A Miami real estate broker was convicted on money laundering charges for helping two sanctioned Russian oligarchs rent and sell luxury properties in Florida – the first time a US realtor has been held responsible under federal laws.
Roman Sinyavsky pleaded guilty earlier this month to conducting real estate transactions involving blocked properties owned by Vladimir Putin puppets Viktor Perevalov and Valeri Abramov.
The two oligarchs were first sanctioned in 2018 by the US Department of the Treasury’s Office of Foreign Assets Control (OFAC) for owning a Russia-based construction firm that built a highway in the Russian-occupied Crimea region of Ukraine.
Perevalov was designated again by OFAC last December for operating in the construction sector of the Russian economy.
Nonetheless, the pair had managed to buy condos in the posh North Miami Beach town of Bal Harbour, as well as nearby Aventura.
According to the US Justice Department, Sinyavsky “conspired with others” from 2018 to 2023 to violate the International Emergency Economic Powers Act (IEEPA) and commit money laundering by “maintaining, transferring, selling, and leasing several luxury condominiums” that the oligarchs owned and collecting, sharing, and using the proceeds to maintain the properties.”
Sinyavsky was fined around $1.1 million and faces up to five years in jail when he is sentenced on April 11.

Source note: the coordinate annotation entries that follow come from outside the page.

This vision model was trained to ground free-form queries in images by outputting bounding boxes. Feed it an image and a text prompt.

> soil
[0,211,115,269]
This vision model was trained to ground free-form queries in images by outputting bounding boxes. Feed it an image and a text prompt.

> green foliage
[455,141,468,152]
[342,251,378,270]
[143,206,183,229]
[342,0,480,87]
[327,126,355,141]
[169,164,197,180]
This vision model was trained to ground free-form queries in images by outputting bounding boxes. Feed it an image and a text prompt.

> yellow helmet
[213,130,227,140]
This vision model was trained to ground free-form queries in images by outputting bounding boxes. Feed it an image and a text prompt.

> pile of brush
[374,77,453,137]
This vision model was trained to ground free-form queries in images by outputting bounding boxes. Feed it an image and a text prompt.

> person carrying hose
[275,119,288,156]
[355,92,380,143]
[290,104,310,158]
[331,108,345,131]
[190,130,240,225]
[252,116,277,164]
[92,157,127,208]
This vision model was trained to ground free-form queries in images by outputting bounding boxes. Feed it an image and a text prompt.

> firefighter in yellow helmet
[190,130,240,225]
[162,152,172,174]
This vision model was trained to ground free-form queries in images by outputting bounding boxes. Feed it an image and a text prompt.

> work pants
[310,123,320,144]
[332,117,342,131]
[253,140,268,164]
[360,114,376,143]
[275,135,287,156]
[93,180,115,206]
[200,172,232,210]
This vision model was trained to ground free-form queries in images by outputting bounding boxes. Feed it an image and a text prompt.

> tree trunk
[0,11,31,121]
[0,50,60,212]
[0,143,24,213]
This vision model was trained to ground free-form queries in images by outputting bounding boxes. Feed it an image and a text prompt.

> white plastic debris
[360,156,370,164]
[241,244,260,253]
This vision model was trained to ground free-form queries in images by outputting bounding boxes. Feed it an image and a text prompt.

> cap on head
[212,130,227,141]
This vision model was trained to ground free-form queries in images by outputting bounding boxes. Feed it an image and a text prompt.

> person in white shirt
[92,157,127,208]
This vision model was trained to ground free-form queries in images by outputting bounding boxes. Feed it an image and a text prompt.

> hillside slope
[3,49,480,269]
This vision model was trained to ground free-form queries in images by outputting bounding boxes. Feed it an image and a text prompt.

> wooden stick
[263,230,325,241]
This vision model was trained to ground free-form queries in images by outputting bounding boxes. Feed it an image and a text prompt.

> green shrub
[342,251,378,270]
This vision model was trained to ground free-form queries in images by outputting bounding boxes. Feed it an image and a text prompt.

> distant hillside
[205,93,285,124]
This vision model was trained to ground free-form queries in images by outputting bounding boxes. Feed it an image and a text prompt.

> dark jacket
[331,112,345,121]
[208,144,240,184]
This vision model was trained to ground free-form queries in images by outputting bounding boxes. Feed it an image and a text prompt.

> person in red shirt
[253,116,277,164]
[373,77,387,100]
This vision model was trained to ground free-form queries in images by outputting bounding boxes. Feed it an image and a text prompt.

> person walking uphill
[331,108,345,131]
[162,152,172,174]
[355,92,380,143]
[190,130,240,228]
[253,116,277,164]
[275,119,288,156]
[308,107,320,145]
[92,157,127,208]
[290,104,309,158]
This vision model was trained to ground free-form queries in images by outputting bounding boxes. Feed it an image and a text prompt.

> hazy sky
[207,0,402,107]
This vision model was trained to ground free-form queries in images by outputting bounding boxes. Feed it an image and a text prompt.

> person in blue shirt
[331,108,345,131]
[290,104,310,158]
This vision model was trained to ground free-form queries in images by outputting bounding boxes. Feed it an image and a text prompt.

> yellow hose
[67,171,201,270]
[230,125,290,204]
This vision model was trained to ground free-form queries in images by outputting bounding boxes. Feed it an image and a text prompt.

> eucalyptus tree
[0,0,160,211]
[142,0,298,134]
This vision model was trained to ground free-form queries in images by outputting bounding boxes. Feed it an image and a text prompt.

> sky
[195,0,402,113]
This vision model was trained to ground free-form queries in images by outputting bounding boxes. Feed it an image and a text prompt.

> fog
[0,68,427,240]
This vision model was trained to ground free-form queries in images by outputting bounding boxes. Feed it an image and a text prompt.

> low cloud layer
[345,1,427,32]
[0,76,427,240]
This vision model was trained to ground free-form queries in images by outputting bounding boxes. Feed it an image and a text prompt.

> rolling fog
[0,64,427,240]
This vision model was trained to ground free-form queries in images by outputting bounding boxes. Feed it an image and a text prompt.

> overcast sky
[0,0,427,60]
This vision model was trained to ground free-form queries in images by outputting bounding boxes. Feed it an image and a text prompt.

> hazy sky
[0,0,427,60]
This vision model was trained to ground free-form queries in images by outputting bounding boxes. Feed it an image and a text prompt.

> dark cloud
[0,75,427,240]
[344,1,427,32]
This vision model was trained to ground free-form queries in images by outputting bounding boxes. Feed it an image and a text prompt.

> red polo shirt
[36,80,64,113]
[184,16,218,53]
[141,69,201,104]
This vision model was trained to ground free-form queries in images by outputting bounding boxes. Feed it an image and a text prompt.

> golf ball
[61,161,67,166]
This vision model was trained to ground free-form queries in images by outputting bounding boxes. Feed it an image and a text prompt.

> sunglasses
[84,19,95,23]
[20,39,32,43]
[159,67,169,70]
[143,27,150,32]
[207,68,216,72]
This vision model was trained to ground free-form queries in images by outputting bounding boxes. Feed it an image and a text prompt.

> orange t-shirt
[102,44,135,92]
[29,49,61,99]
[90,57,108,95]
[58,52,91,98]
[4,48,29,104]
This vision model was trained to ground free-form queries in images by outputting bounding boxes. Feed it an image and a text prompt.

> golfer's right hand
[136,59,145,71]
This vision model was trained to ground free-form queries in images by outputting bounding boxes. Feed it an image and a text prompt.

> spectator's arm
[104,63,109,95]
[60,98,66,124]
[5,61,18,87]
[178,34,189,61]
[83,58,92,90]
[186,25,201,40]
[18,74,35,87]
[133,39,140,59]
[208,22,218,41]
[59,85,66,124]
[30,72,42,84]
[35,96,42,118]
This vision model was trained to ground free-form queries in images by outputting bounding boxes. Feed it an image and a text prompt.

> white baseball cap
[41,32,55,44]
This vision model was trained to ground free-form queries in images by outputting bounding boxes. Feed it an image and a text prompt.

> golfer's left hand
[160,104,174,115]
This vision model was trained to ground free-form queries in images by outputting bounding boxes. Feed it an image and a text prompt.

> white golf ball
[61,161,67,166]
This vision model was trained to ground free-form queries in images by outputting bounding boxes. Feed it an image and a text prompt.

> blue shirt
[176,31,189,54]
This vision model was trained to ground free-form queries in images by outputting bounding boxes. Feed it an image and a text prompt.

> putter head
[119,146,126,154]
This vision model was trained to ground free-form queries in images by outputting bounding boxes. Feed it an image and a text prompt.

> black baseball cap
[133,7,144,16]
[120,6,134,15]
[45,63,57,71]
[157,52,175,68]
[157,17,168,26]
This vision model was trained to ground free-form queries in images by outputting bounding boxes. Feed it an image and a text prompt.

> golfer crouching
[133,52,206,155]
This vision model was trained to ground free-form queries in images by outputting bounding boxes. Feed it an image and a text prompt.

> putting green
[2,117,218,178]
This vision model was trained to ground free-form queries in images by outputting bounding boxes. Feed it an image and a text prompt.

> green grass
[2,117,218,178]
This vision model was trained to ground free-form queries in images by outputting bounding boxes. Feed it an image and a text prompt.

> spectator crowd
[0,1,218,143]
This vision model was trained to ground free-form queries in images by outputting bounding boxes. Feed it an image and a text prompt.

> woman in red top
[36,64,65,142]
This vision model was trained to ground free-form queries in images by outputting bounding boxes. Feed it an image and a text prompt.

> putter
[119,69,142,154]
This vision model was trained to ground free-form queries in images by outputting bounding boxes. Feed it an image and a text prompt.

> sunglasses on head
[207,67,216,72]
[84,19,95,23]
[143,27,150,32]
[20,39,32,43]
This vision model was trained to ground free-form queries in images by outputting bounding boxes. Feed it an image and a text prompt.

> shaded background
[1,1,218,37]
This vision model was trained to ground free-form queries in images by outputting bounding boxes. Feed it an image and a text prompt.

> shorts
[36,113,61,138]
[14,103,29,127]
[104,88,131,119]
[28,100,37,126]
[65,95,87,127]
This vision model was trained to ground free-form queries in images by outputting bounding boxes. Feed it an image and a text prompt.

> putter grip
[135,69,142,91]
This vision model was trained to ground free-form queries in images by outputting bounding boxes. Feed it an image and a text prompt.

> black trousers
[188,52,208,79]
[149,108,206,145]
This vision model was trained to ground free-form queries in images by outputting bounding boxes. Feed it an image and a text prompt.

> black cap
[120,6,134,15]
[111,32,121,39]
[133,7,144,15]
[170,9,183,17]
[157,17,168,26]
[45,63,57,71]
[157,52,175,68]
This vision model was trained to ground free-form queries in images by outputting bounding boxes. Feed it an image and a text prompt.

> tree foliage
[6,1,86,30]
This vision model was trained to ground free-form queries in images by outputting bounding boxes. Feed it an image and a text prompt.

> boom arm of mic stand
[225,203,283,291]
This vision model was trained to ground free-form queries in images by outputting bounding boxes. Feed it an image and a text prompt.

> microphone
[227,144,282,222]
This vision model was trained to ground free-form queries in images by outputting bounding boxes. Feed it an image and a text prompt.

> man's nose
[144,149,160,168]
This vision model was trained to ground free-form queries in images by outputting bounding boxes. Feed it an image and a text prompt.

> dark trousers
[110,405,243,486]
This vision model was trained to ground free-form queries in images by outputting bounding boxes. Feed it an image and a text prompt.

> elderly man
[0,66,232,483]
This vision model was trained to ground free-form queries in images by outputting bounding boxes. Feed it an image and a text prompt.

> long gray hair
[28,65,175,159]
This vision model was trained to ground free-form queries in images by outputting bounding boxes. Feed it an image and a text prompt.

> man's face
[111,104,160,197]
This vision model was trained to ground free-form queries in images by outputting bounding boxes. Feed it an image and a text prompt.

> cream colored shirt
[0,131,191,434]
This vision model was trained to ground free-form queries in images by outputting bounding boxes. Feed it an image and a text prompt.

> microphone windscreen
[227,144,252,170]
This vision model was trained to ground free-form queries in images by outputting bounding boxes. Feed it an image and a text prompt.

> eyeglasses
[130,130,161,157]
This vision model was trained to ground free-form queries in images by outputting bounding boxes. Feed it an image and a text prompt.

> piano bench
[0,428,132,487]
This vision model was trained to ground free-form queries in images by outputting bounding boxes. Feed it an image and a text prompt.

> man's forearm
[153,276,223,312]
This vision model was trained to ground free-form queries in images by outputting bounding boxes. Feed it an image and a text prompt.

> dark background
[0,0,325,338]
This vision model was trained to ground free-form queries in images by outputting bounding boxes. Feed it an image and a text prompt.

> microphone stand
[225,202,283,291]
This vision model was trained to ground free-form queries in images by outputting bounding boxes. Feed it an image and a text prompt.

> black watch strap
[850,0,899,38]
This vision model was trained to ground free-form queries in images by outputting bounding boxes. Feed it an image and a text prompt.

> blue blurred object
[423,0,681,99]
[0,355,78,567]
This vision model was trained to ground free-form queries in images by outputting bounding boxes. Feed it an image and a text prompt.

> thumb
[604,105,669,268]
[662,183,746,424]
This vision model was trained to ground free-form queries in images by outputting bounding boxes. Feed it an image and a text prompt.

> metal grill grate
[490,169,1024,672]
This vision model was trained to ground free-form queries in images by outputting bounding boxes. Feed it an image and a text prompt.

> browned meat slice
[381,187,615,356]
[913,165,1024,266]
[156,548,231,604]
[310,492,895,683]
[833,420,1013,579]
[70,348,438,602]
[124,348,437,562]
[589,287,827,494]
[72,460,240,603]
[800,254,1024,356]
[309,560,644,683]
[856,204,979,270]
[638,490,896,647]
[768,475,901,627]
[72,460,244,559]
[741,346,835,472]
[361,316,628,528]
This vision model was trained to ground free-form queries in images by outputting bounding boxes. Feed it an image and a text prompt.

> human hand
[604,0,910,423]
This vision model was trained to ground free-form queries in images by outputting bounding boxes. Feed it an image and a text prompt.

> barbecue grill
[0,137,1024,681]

The first-of-its-kind conviction could help dissuade other brokers who have teamed with foreign drug lords, kleptocrats and other unseemly characters to wash their blood money through US real estate, according to crime and corruption expert Louise Shelley, the founder and executive director of the Terrorism, Transnational Crime and Corruption Center.
“I have never heard of anything like this before. I think it shows that professionals in this area who are aiding money laundering will now be held accountable for their actions,” said Shelley, who is also a professor at the Schar School of Policy and International Affairs at George Mason University.
“It’s a sector that has been overlooked in the anti-money laundering community. But there has been a policy shift. Professionals can now be held accountable — and with serious consequences.”
In the past, brokers have been subpoenaed by law enforcement to share information that can help convict the people accused of laundering money — but they were never convicted or investigated for the role they personally played.
“This is a wake-up call for brokers,” said one industry veteran who has previously been subpoenaed. “I can’t imagine this guy will ever have a broker’s license again. He’ll be flipping burgers.”
In its 2024 National Money Laundering Risk Assessment Report, the Treasury Department described real estate professionals as “a critical vulnerability” because of their role helping their clients launder money through real estate.
Last year, the Treasury’s financial crimes unit, known as FinCEN, also proposed a rule to stem dirty money through residential real estate by exposing people who buy properties in cash through trusts and other entities that hide their identities.
The investigation into Sinyavsky was coordinated through the Justice Department’s Task Force KleptoCapture
The US government seized two of the three properties and sold them for $1.8 million.